Duke, a renegade Republican, and ex-Gov. Edwin W. Edwards, a Democrat, sparred on NBC-TV’s “Meet The Press.” They spent most of their time disagreeing and interrupting each other and trying to shake off their pasts.
The side-by-side meeting in the TV studio was the last scheduled joint appearance by the two before their runoff election on Saturday.
Duke, a state representative who has been disowned by President Bush, was grand wizard of the Ku Klux Klan in the late 1970s and was a Nazi sympathizer.
When quizzed about his qualifications to lead Louisiana and his knowledge of the state, Duke couldn’t identify the top three employers or say how many residents live below the poverty line.
Host Garrick Utley asked Duke about his past, holding up a picture in Sunday’s edition of the New York Times showing him wearing a Nazi armband in 1969 and carrying a sign that read “Gas the Chicago 7.”
Duke, 41, said he was 19 at the time, was frustrated and trying to protest what he believed was the wrong direction his country was taking, but he admitted that he “didn’t choose the right method.”
“I was never a member of the Nazi Party or anything like that,” Duke said.

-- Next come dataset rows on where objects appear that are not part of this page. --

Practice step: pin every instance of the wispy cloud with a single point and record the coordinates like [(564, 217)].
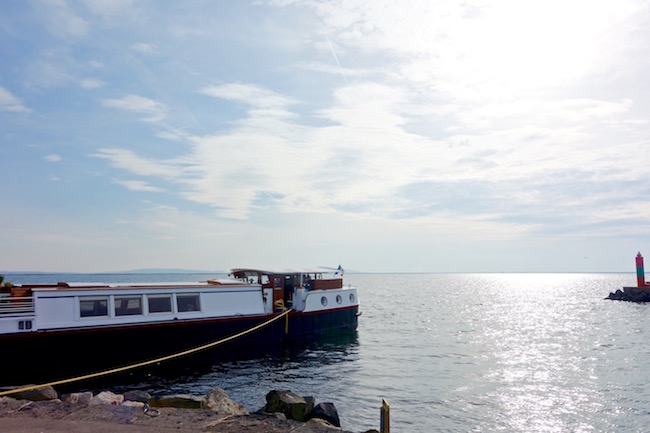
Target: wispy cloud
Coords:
[(127, 160), (8, 102), (250, 94), (62, 20), (137, 185), (153, 111), (144, 48), (53, 158), (92, 83)]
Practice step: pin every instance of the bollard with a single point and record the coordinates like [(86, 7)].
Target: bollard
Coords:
[(384, 420)]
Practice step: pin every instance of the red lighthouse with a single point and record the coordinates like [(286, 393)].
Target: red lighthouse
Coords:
[(640, 276)]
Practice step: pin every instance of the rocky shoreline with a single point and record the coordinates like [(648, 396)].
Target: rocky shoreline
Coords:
[(137, 412)]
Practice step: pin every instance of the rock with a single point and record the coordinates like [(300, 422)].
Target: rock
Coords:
[(131, 403), (79, 397), (220, 402), (292, 405), (182, 401), (39, 394), (327, 412), (106, 397), (136, 395)]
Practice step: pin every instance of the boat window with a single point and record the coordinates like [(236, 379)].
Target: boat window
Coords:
[(188, 302), (128, 305), (93, 306), (160, 303)]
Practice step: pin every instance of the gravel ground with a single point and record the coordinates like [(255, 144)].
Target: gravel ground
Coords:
[(18, 416)]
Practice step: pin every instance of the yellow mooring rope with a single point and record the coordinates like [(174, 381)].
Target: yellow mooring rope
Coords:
[(153, 361)]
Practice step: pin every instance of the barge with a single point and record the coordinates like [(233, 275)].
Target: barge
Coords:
[(54, 331)]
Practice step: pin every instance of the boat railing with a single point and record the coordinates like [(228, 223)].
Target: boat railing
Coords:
[(16, 306)]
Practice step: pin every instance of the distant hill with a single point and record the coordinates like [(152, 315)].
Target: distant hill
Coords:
[(170, 271)]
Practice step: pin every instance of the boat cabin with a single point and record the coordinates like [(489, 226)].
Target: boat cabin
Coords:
[(289, 284)]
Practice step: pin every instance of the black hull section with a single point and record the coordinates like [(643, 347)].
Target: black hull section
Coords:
[(46, 356)]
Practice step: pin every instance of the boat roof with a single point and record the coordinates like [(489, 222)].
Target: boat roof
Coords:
[(286, 271)]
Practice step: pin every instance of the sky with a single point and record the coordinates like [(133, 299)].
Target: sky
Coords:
[(410, 136)]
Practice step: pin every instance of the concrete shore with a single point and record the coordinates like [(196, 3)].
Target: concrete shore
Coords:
[(18, 416)]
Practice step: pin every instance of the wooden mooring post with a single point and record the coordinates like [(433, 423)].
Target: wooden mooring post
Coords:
[(384, 420)]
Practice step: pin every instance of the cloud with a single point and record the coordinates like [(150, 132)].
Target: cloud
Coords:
[(8, 102), (143, 48), (152, 110), (62, 21), (108, 8), (53, 158), (137, 185), (92, 83), (250, 94), (127, 160)]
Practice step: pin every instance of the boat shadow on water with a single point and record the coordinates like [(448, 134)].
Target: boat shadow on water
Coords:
[(179, 374)]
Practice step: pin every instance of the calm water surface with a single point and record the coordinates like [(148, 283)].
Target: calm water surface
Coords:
[(461, 353)]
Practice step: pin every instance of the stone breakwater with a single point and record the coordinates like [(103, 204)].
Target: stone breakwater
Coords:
[(44, 409)]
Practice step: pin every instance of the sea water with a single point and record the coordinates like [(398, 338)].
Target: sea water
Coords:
[(458, 353)]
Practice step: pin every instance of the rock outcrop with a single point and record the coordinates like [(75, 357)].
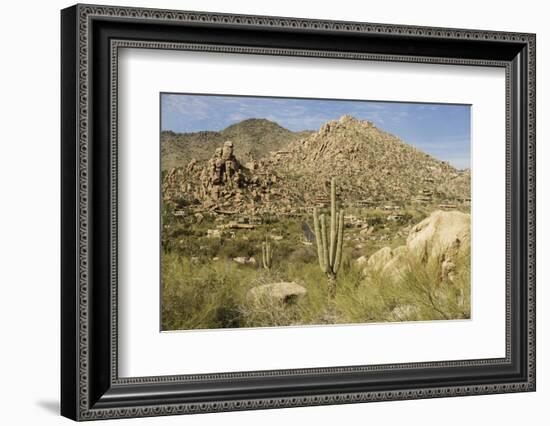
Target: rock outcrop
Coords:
[(375, 169), (441, 238)]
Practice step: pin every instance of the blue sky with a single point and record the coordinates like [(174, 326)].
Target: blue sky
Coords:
[(442, 130)]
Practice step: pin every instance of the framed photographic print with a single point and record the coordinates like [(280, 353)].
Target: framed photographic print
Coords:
[(263, 212)]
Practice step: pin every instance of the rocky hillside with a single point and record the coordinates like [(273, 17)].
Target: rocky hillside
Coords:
[(373, 168), (370, 164), (253, 138)]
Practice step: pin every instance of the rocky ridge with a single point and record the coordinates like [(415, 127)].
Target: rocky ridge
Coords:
[(373, 168)]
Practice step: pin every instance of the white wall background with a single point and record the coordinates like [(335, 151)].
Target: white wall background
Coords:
[(29, 213)]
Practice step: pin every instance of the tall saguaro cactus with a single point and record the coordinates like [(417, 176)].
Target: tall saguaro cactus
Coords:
[(267, 254), (329, 243)]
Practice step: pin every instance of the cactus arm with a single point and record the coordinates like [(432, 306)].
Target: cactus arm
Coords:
[(333, 222), (326, 261), (318, 239), (340, 242)]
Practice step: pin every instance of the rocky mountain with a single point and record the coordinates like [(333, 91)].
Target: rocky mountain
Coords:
[(373, 168), (254, 138), (370, 164)]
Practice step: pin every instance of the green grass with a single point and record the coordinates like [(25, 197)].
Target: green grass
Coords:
[(199, 292)]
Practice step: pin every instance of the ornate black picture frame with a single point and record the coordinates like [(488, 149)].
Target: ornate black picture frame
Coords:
[(91, 37)]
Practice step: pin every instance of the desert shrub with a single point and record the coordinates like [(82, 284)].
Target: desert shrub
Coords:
[(198, 295)]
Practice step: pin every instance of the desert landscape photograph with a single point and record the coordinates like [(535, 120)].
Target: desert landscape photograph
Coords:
[(308, 212)]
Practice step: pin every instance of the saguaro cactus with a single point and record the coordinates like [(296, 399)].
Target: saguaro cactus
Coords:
[(267, 254), (329, 244)]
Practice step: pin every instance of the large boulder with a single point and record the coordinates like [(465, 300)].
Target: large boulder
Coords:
[(441, 237), (283, 292), (443, 234)]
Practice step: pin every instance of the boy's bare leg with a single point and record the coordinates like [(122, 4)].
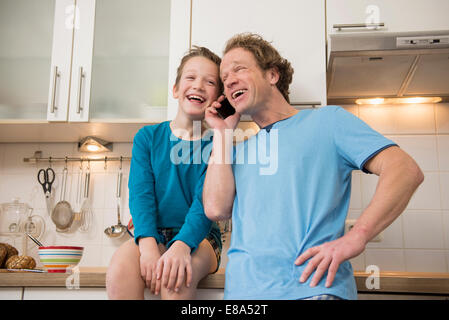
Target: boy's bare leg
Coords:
[(203, 263), (123, 277)]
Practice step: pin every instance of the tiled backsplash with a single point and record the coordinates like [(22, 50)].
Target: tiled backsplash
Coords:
[(417, 241)]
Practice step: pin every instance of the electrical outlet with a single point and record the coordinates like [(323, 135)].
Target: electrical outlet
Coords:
[(351, 222)]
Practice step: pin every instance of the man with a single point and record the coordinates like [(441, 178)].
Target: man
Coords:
[(288, 238)]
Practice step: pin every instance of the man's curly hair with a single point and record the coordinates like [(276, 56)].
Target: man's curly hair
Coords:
[(267, 57)]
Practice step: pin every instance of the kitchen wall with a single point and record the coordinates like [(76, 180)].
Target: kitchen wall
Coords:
[(417, 241)]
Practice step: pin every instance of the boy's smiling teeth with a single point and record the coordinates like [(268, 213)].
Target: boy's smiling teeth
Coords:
[(195, 97), (238, 93)]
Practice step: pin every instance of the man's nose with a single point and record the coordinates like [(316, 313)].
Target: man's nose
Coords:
[(198, 84), (230, 81)]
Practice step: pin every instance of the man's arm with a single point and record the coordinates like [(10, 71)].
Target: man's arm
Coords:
[(219, 185), (399, 177)]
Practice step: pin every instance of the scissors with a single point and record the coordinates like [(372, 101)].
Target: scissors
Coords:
[(46, 178)]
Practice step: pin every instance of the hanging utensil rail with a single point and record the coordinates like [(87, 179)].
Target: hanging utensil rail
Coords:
[(74, 159)]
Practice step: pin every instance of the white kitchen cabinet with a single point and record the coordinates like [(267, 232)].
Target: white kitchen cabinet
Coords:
[(295, 28), (26, 34), (119, 66), (11, 293), (87, 60), (397, 15), (60, 293)]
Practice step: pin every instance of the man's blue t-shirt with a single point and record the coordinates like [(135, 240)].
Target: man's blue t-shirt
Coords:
[(293, 186)]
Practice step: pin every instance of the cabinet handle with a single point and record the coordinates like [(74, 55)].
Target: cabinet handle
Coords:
[(53, 91), (359, 25), (80, 86)]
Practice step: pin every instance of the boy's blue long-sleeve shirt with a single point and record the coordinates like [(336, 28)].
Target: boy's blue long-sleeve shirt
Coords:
[(165, 185)]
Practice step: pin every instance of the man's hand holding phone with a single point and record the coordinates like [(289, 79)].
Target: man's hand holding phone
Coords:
[(226, 118)]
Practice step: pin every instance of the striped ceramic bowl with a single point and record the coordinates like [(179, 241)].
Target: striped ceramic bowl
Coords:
[(59, 258)]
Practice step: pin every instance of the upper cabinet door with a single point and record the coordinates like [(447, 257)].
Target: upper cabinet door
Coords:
[(295, 27), (397, 15), (61, 58), (179, 44), (26, 35), (83, 41), (129, 73)]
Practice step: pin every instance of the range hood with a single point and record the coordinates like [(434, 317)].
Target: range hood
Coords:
[(388, 65)]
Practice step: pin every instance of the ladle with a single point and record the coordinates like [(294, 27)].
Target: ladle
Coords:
[(119, 229)]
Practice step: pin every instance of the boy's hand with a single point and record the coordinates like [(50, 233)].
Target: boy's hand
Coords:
[(174, 266), (149, 256), (214, 120)]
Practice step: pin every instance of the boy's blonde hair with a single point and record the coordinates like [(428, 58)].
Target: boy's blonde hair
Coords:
[(267, 57), (197, 51)]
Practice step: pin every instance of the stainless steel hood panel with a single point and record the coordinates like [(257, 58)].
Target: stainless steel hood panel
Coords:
[(371, 65)]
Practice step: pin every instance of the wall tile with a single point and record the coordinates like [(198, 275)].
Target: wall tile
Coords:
[(423, 230), (443, 152), (354, 109), (417, 260), (385, 259), (423, 149), (442, 117), (358, 263), (400, 119), (444, 183), (392, 236), (13, 158), (427, 196), (445, 217)]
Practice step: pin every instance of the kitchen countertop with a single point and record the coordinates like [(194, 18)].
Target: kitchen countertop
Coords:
[(390, 282)]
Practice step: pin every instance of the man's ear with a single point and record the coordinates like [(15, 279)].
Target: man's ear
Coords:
[(273, 75), (175, 92)]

Asked about his past, Edwards, a high-stakes craps shooter in Las Vegas and Lake Tahoe, Nev., said: “Well, I’m not a gambler. . . . I don’t bet on football games, baseball games, basketball games. . . . On occasion when I go to Las Vegas or Atlantic City, where it is legal, within my means, I gamble.”
Edwards was asked if for the sake of the state he would try to recast his image away from that of a gambler and womanizer.
He twice evaded the question, then replied: “I’m 64 years old now, and I want this opportunity to do something for myself and for my state, and I’m not going to blow it.”